So DNS over HTTPS is coming to Firefox. For most people this is certainly a good thing. When I worked for a national ISP in around 2008 they started snooping DNS queries and sending them off to various ad networks and inserted those stupid advertising laden search pages into user's sessions instead of returning the correct and proper NXDOMAIN response when you mistyped a URL. There were executives which were very pleased with this extra revenue stream and got large bonuses as a result. This was over a decade ago so I can only imagine how this has gotten worse. DNS over HTTPS (and also DNS over TLS) makes this impossible, which is good.
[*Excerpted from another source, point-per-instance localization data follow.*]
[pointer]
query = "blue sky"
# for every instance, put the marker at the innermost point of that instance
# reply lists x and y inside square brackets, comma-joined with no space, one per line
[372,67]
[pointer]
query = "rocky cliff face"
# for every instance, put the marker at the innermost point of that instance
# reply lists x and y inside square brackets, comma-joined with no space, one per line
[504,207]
That being said, I'm not most users and I have never really trusted my ISP's DNS servers. I run my own DNS servers for several reasons. The first is that I run what is called 'split horizon' DNS, which means that if you are on my internal network you will gain access to domain names which do not exist on the Internet. You will also get different answers for domains that I own that are on the Internet. The second is that I own several domains and host them on my own servers. A while back I wrote about adding DNS over TLS to my internal DNS servers so that all requests are encrypted already, making DNS over HTTPS a moot point from a privacy perspective, but also in that post I noted that I block nearly a million domain names that are involved in serving advertising, malware and tracking scripts. Doing this at the DNS layer means that allowing an application to bypass my DNS servers is in fact bypassing an important part of my network security. That is not ideal.
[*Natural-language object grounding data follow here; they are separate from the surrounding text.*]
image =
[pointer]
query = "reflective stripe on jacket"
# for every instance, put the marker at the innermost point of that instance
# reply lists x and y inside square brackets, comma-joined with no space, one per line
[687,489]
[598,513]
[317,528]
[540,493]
Thankfully Mozilla has several ways in place to control the DNS over HTTPS mechanism in the browser. Since I already have unbound running it was trivial to implement the canary domain control.
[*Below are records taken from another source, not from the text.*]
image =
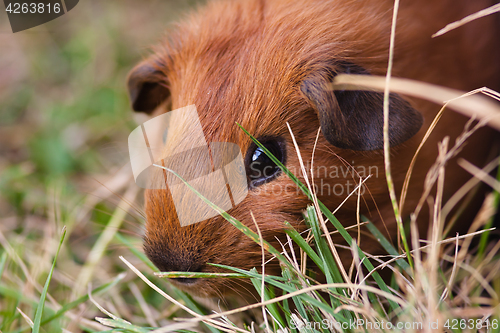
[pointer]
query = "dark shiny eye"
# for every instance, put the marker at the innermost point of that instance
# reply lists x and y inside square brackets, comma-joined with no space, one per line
[260,168]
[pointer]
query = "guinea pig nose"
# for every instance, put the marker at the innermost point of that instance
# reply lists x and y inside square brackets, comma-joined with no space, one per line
[172,263]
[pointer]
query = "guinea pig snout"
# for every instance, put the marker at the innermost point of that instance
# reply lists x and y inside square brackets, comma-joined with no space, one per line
[174,260]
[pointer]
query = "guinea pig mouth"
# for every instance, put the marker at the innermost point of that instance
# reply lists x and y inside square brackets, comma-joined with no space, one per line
[185,281]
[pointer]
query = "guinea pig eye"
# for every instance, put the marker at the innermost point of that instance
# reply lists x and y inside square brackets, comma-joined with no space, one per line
[260,168]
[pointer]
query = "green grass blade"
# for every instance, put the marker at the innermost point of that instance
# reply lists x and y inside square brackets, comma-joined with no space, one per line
[386,245]
[41,303]
[340,228]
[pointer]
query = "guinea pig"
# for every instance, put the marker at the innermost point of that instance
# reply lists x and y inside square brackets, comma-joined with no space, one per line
[263,64]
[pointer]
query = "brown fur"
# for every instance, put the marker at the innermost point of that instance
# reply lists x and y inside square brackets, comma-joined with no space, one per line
[245,61]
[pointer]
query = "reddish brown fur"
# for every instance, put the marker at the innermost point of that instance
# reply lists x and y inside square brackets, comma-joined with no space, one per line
[244,61]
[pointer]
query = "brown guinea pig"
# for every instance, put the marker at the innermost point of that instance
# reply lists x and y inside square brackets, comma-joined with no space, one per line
[263,64]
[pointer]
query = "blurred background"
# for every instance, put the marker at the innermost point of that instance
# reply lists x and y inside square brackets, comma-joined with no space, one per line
[64,123]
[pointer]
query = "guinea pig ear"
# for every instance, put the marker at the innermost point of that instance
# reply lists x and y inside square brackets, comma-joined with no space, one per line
[354,119]
[146,87]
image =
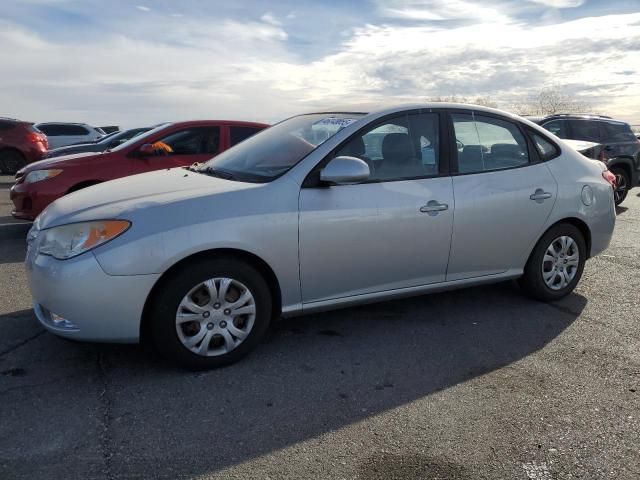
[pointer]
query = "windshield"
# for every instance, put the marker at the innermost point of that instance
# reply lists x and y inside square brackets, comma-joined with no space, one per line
[270,153]
[137,138]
In short, Firefox will attempt to resolve use-application-dns.net
using the
OS DNS libraries. If an error or no forward records (A or AAAA) are returned
from that lookup it will disable its internal DNS stack and use the one in your
OS as is right and proper. Simply telling unbound to return NXDOMAIN for that
domain name is enough.
In one of your unbound config files (/etc/unbound/unbound.conf on Debian for example), you can add:
local-zone: "use-application-dns.net" static
and restart. You can then verify (on Linux and macOS) that your DNS server(s)
return the proper NXDOMAIN
repsonse using dig, for example:
kitsune@17:48:58 ~ >dig use-application-dns.net @192.168.196.3
; <<>> DiG 9.10.6 <<>> use-application-dns.net @192.168.196.3
;; global options: +cmd
;; Got answer:
;; ->>HEADER<<- opcode: QUERY, status: NXDOMAIN, id: 65096
;; flags: qr rd ra; QUERY: 1, ANSWER: 0, AUTHORITY: 0, ADDITIONAL: 1
;; OPT PSEUDOSECTION:
; EDNS: version: 0, flags:; udp: 4096
;; QUESTION SECTION:
;use-application-dns.net. IN A
;; Query time: 8 msec
;; SERVER: 192.168.196.3#53(192.168.196.3)
;; WHEN: Tue Feb 25 17:49:07 EST 2020
;; MSG SIZE rcvd: 52
Please note that unless you have a good reason to do this (like you are running your own content filtering and encrypted DNS server) you shouldn't disable DNS over HTTPS. Mozilla has a great explanation of how a lot of this works, and includes some information about how to set Firefox to use a different DNS over HTTPS endpoint in case you would prefer to use a different DNS provider than CloudFlare.